Following the First Circuit Court’s decision, the U.S. Department of Justice was given until early August to decide whether or not to accept the ruling. Ultimately, a petition was filed with the U.S. Court of Appeals to rehear the decision. “On August 22 Boston College filed an opposition to the government’s petition to revise the appeals court decision,” Dunn said. “This is where the case stands now.”
The Department of Justice’s contestation of the appeals court decision was not the only issue that Belfast Project faced over the summer. On July 29, The Belfast Telegraph reported that BC was unable to locate a coded key identifying three of the seven interviewees whose tapes are still the subject of the ongoing subpoena case. Moloney, who had been interviewed for the piece, asserted that the coded keys had been delivered to BC’s archivists while the project was underway, suggesting that BC historians were to blame for losing the key. He stated that after moving to New York in 2001, partway through the project’s duration, he was no longer in contact with either interviewee contracts or identification keys. Moloney further said that the transport of those documents from Ireland to the U.S.-a transaction which, by virtue of its sensitivity, had to be carried out in person rather than via post or the Internet-was the responsibility of University personnel.
Two days later, Burns Librarian Robert O’Neill responded to Moloney’s allegation in a letter that was also published by The Belfast Telegraph. “As Ed Moloney well knows, the materials were not lost; rather, they were never received, in clear violation of his contractual obligation,” O’Neill said in the letter. “Ed Moloney has consistently deflected any blame from himself onto me and Professor Thomas Hachey at Boston College. He has made several false allegations against me. The Belfast Project was an opportunity to record the stories of paramilitaries, which otherwise would have been lost to posterity. It was a noble effort. It involved a great deal of work and risk for all concerned and it is sad to witness it devolve into a character assassination in which Ed Moloney refuses to accept responsibility for a project he himself was entrusted to manage.”

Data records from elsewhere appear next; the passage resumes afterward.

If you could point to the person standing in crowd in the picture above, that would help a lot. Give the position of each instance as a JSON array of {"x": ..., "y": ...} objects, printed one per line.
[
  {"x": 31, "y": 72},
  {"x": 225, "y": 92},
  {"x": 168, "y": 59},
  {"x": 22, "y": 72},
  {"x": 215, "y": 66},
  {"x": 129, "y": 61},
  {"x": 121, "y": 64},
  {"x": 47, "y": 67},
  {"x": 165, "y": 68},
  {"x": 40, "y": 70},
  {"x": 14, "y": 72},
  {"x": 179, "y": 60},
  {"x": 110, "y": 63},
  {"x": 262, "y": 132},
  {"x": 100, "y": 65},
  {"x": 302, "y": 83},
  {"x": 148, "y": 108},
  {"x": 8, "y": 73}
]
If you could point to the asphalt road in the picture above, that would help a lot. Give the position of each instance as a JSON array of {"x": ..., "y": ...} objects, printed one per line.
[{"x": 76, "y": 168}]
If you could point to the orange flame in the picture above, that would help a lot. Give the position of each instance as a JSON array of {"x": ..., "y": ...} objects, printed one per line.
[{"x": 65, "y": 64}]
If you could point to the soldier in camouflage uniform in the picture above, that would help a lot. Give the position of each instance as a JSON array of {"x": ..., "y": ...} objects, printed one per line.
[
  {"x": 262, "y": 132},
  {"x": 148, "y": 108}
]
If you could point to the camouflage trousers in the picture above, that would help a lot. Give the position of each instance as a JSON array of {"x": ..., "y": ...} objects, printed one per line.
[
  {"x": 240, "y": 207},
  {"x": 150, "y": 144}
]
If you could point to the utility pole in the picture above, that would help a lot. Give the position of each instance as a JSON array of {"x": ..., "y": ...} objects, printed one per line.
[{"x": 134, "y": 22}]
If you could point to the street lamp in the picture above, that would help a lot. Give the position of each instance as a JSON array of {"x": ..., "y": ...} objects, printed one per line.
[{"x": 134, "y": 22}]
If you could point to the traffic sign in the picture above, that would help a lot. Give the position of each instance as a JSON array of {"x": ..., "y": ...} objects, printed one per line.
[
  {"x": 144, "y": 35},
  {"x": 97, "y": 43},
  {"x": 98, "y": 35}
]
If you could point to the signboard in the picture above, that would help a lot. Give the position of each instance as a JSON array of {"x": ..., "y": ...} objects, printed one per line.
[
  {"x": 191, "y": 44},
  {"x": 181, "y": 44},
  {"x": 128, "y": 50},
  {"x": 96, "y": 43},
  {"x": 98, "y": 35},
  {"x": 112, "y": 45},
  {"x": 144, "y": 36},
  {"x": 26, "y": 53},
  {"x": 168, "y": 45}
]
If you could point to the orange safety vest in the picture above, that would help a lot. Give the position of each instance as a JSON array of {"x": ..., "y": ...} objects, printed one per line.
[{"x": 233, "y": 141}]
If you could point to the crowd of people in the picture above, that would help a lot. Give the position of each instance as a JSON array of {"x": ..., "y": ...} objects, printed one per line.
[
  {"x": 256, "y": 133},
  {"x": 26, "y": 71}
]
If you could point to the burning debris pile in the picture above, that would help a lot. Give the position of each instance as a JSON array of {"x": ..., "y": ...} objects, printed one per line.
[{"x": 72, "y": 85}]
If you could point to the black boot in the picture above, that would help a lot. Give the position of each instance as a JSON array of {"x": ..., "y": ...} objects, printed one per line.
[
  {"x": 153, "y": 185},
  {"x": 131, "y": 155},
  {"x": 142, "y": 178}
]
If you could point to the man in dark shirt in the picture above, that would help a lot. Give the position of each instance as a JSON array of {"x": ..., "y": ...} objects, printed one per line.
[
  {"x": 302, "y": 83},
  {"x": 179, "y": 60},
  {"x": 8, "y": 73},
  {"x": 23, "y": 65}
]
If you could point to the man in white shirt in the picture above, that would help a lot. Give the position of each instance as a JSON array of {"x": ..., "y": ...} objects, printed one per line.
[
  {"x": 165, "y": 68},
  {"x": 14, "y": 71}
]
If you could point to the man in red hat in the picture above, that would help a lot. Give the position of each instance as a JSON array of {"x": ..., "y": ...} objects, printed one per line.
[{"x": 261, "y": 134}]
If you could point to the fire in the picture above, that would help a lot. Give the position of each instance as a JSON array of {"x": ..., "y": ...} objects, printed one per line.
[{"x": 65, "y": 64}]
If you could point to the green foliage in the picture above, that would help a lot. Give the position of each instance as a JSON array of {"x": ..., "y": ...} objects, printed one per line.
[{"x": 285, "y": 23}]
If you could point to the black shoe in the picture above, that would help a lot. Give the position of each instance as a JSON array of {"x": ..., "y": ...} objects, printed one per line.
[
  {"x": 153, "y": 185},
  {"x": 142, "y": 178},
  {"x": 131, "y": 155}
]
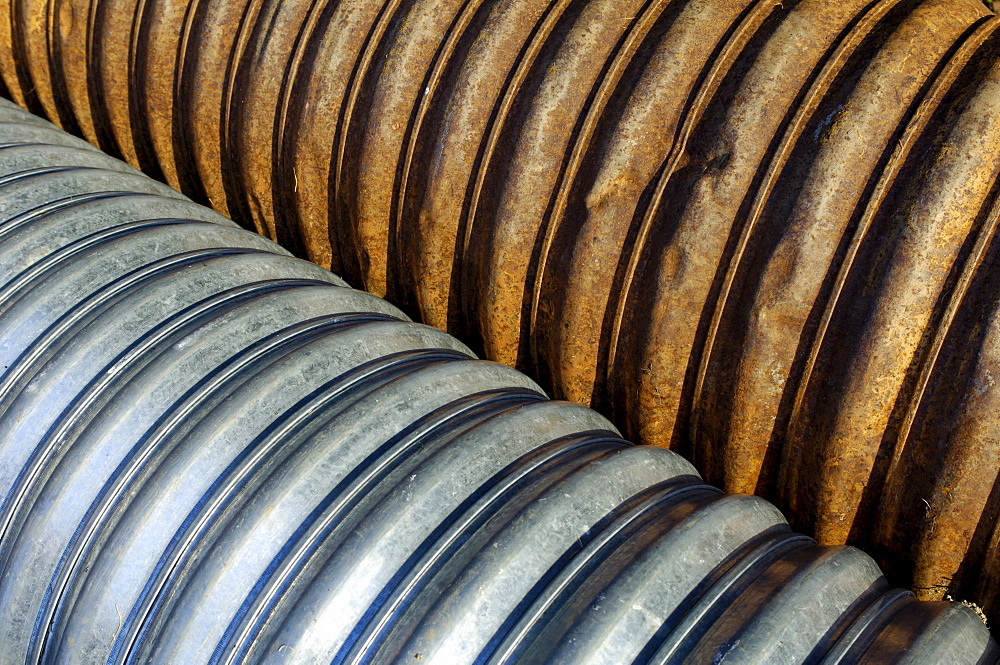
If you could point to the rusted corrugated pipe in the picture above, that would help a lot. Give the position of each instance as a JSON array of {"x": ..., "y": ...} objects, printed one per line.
[
  {"x": 211, "y": 452},
  {"x": 761, "y": 233}
]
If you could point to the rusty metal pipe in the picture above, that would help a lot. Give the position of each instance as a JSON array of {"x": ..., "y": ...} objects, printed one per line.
[
  {"x": 755, "y": 232},
  {"x": 212, "y": 452}
]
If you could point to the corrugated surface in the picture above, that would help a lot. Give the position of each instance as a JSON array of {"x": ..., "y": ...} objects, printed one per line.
[
  {"x": 759, "y": 233},
  {"x": 211, "y": 452}
]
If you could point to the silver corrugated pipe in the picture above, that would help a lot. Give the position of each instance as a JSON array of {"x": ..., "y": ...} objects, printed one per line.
[{"x": 211, "y": 452}]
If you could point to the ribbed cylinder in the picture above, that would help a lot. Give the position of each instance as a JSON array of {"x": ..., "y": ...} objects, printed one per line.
[
  {"x": 761, "y": 233},
  {"x": 212, "y": 452}
]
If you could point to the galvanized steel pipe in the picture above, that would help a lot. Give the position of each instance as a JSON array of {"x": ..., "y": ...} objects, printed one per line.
[
  {"x": 761, "y": 233},
  {"x": 211, "y": 452}
]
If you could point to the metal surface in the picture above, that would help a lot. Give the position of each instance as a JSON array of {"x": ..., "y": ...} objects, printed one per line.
[
  {"x": 212, "y": 452},
  {"x": 759, "y": 233}
]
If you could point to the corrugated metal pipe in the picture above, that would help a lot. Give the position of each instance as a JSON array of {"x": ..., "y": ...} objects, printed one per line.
[
  {"x": 212, "y": 452},
  {"x": 761, "y": 233}
]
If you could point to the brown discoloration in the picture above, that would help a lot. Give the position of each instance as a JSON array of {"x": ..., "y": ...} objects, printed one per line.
[
  {"x": 108, "y": 70},
  {"x": 760, "y": 232},
  {"x": 69, "y": 27}
]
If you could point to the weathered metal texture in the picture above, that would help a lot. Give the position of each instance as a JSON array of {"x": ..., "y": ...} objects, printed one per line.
[
  {"x": 755, "y": 232},
  {"x": 212, "y": 452}
]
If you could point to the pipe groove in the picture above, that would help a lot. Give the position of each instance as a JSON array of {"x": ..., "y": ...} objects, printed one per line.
[{"x": 215, "y": 452}]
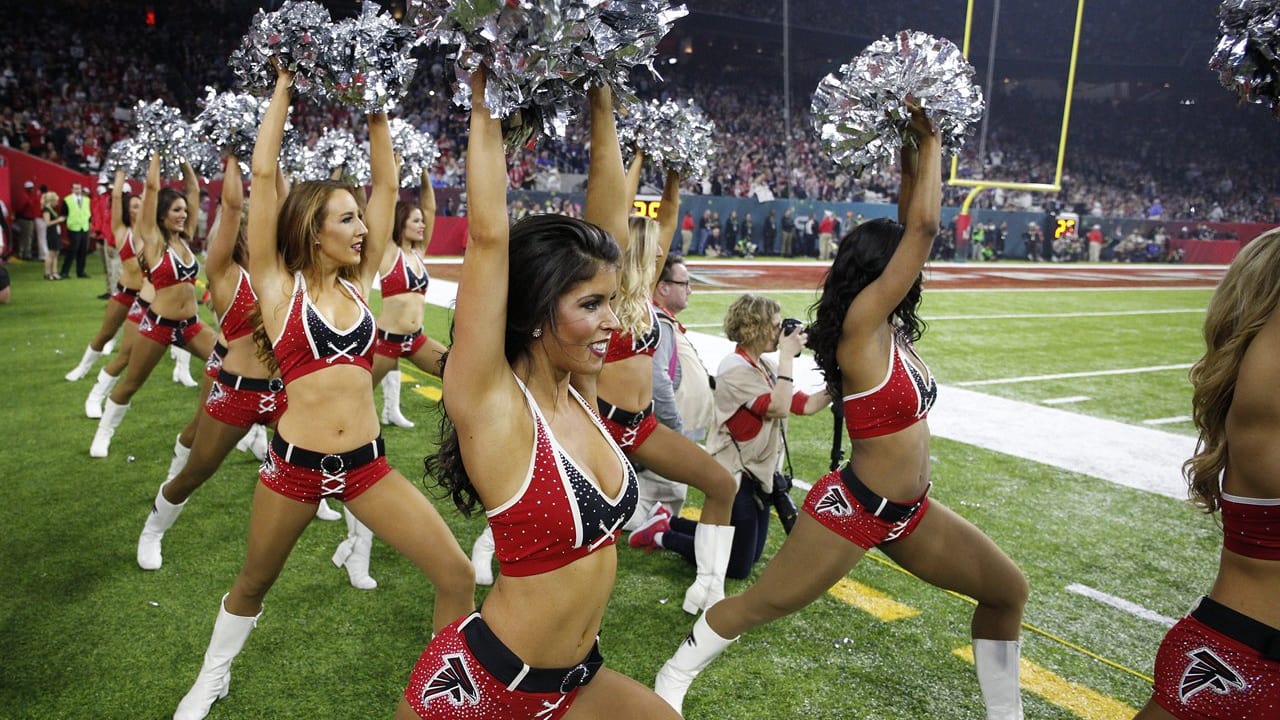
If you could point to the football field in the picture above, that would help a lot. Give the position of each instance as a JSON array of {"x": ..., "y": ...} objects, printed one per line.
[{"x": 1057, "y": 386}]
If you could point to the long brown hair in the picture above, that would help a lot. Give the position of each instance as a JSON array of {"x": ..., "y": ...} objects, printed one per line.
[
  {"x": 297, "y": 231},
  {"x": 1239, "y": 308}
]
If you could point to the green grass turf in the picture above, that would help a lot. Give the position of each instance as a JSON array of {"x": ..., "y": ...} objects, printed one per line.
[{"x": 86, "y": 633}]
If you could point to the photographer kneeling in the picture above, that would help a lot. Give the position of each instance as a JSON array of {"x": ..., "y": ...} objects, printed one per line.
[{"x": 753, "y": 400}]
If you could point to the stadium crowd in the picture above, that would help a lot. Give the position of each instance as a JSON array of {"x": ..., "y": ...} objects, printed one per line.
[{"x": 62, "y": 103}]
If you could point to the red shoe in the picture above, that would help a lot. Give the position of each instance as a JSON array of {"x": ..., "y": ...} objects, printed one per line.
[{"x": 657, "y": 522}]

Moloney rejoined in an August 5 piece printed in the Telegraph, reiterating his statement that he was never in possession of the donor forms-the contracts that all Belfast Project participants were required to sign before being interviewed. “Dr. O’Neill now accuses me of ‘a clear contractual violation’ by not providing the donor forms,” Moloney said in the piece. “But, if Boston College was in any way concerned about any contractual violation, it failed to either raise the issue with me, or to take any action before the time limits expired for enforcing any obligations in 2012 … [BC] had the opportunity to complain of contractual breach as late as 2011 when the subpoenas were issued and it realised it did not have several donor agreements, but never once did so.” Moloney continued, repeating that as he was living in New York, O’Neill would have been responsible for handling the documents, and concluding that, “Since I never handled the forms, I could not lose them.”

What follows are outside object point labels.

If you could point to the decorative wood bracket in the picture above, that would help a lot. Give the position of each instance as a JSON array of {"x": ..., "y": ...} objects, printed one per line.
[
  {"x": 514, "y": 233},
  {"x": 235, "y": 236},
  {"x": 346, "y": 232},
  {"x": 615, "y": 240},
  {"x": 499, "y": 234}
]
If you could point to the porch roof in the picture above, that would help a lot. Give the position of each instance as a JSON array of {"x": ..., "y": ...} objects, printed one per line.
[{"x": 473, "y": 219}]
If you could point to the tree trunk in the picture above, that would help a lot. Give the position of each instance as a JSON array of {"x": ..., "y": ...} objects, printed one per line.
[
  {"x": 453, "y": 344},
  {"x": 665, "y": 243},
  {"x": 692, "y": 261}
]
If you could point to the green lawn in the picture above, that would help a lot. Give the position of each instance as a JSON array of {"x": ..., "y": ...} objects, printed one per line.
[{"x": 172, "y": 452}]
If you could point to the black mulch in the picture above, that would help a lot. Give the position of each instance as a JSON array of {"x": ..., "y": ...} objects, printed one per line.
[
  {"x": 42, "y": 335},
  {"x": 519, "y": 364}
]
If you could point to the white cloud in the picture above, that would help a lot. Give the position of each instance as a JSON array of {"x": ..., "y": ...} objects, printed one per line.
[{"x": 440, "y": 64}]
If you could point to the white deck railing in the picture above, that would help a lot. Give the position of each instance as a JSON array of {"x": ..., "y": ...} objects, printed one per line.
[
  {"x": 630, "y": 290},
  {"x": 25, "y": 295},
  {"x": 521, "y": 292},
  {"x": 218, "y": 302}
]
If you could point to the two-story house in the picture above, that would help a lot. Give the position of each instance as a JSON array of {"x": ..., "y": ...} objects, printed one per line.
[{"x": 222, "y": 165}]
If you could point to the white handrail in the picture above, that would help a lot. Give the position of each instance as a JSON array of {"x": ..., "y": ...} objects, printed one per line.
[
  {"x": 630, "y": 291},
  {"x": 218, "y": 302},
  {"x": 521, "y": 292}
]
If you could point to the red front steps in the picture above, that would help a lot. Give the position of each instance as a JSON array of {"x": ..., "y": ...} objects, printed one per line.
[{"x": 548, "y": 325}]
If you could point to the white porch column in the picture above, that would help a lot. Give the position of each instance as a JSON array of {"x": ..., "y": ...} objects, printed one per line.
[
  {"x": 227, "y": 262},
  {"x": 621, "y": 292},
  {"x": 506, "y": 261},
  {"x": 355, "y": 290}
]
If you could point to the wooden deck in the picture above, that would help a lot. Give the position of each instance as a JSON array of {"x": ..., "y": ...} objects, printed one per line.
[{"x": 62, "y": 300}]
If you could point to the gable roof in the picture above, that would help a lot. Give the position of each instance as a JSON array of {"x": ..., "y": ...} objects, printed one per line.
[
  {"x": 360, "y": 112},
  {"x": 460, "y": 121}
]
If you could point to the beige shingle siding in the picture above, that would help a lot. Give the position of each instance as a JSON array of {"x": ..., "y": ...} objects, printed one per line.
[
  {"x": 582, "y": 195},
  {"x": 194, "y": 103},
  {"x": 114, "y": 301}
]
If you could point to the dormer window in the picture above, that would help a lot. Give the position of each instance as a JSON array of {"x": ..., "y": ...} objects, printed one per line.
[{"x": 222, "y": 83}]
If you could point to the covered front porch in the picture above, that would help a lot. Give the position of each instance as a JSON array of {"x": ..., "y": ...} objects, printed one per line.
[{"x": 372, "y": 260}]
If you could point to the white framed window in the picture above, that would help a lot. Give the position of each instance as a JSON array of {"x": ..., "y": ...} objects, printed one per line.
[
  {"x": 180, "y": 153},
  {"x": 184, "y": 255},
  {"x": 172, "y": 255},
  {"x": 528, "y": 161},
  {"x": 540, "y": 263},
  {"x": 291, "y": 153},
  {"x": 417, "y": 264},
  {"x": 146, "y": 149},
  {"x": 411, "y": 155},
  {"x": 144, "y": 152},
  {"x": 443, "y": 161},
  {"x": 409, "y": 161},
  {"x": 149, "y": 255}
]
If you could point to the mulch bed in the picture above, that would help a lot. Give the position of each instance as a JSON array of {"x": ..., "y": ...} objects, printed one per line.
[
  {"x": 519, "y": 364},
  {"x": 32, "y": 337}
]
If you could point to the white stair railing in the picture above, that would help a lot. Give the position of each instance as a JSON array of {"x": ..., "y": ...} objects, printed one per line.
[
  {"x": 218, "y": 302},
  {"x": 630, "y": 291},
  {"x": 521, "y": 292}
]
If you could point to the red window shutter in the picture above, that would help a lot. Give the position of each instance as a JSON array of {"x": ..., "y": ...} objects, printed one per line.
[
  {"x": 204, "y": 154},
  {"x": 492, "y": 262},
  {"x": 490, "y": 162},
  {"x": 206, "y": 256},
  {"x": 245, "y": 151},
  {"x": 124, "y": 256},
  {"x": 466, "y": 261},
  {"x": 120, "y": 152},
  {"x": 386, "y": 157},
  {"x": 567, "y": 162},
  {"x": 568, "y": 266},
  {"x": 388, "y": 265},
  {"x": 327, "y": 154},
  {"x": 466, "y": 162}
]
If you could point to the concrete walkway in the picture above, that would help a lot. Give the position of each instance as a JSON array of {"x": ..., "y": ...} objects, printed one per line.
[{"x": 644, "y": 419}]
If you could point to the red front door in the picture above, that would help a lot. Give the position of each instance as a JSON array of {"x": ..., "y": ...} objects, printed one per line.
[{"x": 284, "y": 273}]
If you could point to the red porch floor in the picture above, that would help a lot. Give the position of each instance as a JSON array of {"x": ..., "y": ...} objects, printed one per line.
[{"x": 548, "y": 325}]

The University maintains that Moloney is still obligated to identify the three participants in question, however. “Project Director Ed Moloney was contractually obligated to supply a key to Burns Librarian Robert O’Neill that identifies the interviewees,” Dunn said. “Boston College’s Attorney Jeff Swope contacted Mr. Moloney’s attorney after the May 31 court ruling to request that he fulfill his contractual obligation. Mr. Moloney has thus far declined the request.”